Courtesy of NOAA/CPC
The loop above shows water temperatures just below the surface of the ocean across the equatorial Pacific. The trend since mid-June has been to cool the waters in central and eastern areas, which is an indication La Niña is trying to strengthen once again. This is signficant because La Niña favors less wind shear in the Atlantic, which is favorable for tropical development. Also, the latest model projections are for a decrease in wind shear, a decrease in dry air, and for more favorable tropical forcing over the next few weeks. In other words, there will be less sinking air and more rising air (needed for thunderstorm development and tropical systems).
Given these trends, we are feeling confident that our initial forecast is on track as we projected the majority of the activity to occur after August 1st, which was supported by our initial summer analogs.

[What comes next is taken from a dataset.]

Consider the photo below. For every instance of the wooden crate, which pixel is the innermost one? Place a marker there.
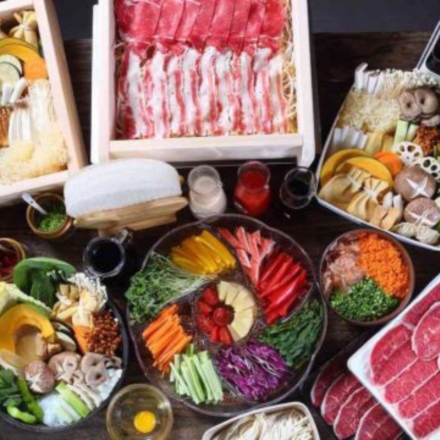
(301, 145)
(64, 100)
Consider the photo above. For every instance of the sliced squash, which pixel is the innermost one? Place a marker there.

In fact, our updated analogs for summer and fall very much support the idea of a fairly active rest of the season. With that said, we are staying course with the forecast below:
WeatherWorks forecast for the 2022 Atlantic Hurricane Season
OK, so the rest of the season is expected to be active, but where will these storms go? Models are projecting a ridge of high pressure to remain close to Bermuda or in the central Atlantic the next few weeks. Also, the sea surface temperatures in the eastern part of the Atlantic are cooler than normal, meaning long lived systems that develop off the West Coast of Africa are a bit less likely. With these factors in mind, we are favoring storm development a bit closer to home in the central Atlantic and especially in the Carribean and off the East Coast. With the central Atlantic ridge in place, there is a decent risk of a fair number of storms staying out to sea and missing the United States. However, we believe several storms will have the opportunity to provide direct impacts to the United States. In fact, our updated summer and fall analog package paints a similar picture as our initial strike probability projections. This indicates that the mid-Atlantic coast has a greater than normal risk of getting a direct hit, especially from North Carolina to Long Island. Remember, it only takes one storm to create an impactful season. We'll keep you posted on the latest developments into the fall.